Una mañana, El Alcazar publicó un artículo de su subdirector, Juan Blanco, un jefe de centuria convertido en adalid del periodismo falangista, anunciando que había decidido escupirme, en cuanto se topara conmigo. En su imaginación calenturienta probablemente anidaba la idea de provocar uno de esos lances de honor, tan propios de la prensa de antaño, que requerían derramamiento de sangre.
Repliqué, al día siguiente, que no tenía el gusto de conocerle, pero que esa declaración de intenciones constituía una inconfundible tarjeta de visita, de forma que, cuando en el ascensor sintiera el impacto de un salivazo y el deslizamiento de la espuma caliente por la camisa o la mejilla, ya sabría de quién se trataba y podría dirigirme a él, como el explorador Stanley al doctor Livingstone: "Mr. Blanco, I presume".

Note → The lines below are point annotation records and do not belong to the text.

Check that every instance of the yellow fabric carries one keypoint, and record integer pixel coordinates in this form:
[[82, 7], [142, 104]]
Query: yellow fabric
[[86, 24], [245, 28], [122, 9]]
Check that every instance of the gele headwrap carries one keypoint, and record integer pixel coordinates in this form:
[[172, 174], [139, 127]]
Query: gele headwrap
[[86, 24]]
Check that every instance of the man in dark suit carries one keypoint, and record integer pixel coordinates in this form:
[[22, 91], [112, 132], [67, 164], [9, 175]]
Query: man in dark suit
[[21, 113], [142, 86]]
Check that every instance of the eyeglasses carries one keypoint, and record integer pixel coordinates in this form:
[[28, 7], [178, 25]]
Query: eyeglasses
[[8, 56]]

Nunca sucedió nada de eso, nunca conocí a aquel hombre. Tal vez porque su agresivo fanatismo quedara desactivado por un último resorte de cordura que le hizo ver que, en la batalla de las ideas, quien escupe, pierde, pues hay pocas metáforas tan explícitas del odio y la violencia.
Eso es, de hecho, lo que les ocurrió a Tejero, Milans y compañía, en la medida en que el 23-F fue un gran escupitajo, un ancestral gargajo, esputado desde las entrañas cavernosas del macizo de la raza: "¡Se sienten, coño!". La violencia se ejerció, reteniendo a los diputados, zarandeando a Gutiérrez Mellado y Suárez; pero, sobre todo, se representó con los disparos al aire, el despliegue de los tanques en las calles de Valencia y la propia verbalización soez del despotismo cuartelero.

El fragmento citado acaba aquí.